Le fiamme, sviluppatesi tra sterpaglie e vegetazione spontanea, sono state rapidamente domate grazie all’intervento dei Vigili del Fuoco, supportati dalla Polizia Locale, dai Carabinieri e dal personale di Rende Servizi. L’azione coordinata delle squadre impegnate sul posto ha consentito di circoscrivere il rogo ed evitare conseguenze più gravi.


Secondo quanto precisato dall’Amministrazione comunale, l’incendio non ha interessato le zone attualmente utilizzate dai cittadini, ma una porzione del parco che risulta interdetta da circa quattro anni.


Nello specifico, le fiamme hanno coinvolto l’area situata nei pressi del ponte sul Campagnano, un tratto di via Carlo Alberto Dalla Chiesa e una zona adiacente ai campetti sportivi. Si tratta di spazi già delimitati e non accessibili al pubblico.

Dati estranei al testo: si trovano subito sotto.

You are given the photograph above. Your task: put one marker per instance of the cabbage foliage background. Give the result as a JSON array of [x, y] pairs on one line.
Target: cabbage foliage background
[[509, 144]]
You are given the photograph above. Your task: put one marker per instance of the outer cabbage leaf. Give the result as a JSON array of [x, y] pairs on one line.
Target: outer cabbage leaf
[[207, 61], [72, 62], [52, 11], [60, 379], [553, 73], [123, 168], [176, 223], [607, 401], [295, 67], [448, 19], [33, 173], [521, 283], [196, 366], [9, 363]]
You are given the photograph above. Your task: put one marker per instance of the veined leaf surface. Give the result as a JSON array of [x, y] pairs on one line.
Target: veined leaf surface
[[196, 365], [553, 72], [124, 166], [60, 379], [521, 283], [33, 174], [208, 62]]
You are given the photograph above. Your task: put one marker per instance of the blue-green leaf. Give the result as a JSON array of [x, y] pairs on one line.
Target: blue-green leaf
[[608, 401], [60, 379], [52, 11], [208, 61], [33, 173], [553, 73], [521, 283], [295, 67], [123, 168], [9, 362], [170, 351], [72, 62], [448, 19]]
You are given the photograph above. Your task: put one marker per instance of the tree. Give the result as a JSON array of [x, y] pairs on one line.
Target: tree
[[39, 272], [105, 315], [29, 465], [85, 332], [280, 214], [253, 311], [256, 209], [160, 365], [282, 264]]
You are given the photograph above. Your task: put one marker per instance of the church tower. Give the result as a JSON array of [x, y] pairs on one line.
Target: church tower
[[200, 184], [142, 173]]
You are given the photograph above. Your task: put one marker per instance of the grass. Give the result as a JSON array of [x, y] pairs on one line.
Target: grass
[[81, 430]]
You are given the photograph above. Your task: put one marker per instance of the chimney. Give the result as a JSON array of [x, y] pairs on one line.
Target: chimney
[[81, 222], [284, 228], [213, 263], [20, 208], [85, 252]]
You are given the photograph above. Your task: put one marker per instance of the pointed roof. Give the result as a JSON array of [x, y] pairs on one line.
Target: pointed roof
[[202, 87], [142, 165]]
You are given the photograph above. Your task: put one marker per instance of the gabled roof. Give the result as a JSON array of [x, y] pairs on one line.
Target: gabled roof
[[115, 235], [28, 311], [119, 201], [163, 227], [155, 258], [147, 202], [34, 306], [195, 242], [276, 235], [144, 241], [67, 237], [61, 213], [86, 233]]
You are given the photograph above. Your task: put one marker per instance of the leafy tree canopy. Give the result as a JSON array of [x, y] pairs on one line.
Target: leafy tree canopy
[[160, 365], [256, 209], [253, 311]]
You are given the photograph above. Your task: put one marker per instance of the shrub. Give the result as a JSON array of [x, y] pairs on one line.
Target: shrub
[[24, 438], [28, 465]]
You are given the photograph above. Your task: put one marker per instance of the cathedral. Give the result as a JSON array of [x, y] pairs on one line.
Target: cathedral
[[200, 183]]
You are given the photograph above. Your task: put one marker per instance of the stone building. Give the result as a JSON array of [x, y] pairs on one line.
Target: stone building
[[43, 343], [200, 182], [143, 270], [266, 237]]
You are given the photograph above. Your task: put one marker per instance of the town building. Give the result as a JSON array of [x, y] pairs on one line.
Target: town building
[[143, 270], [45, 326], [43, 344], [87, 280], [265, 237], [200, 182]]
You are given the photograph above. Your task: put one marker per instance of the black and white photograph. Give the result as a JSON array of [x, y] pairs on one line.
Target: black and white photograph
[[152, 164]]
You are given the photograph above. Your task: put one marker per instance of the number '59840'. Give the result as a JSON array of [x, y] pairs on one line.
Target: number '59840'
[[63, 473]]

Il Comune ha quindi escluso qualsiasi conseguenza per le aree ricreative e per i percorsi regolarmente frequentati da famiglie, sportivi e visitatori.


L’Amministrazione ha confermato che il Parco Robinson continuerà a essere regolarmente aperto e fruibile.


«La parte del parco aperta alla cittadinanza non ha subito alcun danno e resta pienamente accessibile», fanno sapere dagli uffici comunali, sottolineando come l’intervento tempestivo dei soccorritori abbia impedito la propagazione dell’incendio verso altre zone.


L’episodio riporta l’attenzione sul progetto di riqualificazione già programmato per l’area interessata dal rogo. La zona sarà infatti oggetto di un importante intervento di recupero finanziato attraverso i fondi di Agenda Urbana, per un valore complessivo superiore ai due milioni di euro.


Il piano prevede una profonda trasformazione del parco con la realizzazione di nuovi percorsi naturalistici, aree accessibili alle persone con disabilità e il recupero degli spazi oggi inutilizzati o degradati.


Tra le opere previste figurano anche due laghetti alimentati da sistemi di riciclo delle acque, uno dei quali potrebbe essere destinato ad attività di pesca sportiva, oltre alla realizzazione di uno spazio didattico dedicato ai più piccoli e alle attività educative delle scuole.


L’obiettivo dell’Amministrazione è restituire alla città una porzione importante del Parco Robinson, trasformandola in un’area moderna, inclusiva e sostenibile, capace di diventare uno dei principali punti di riferimento per il tempo libero e la socialità dell’intera area urbana.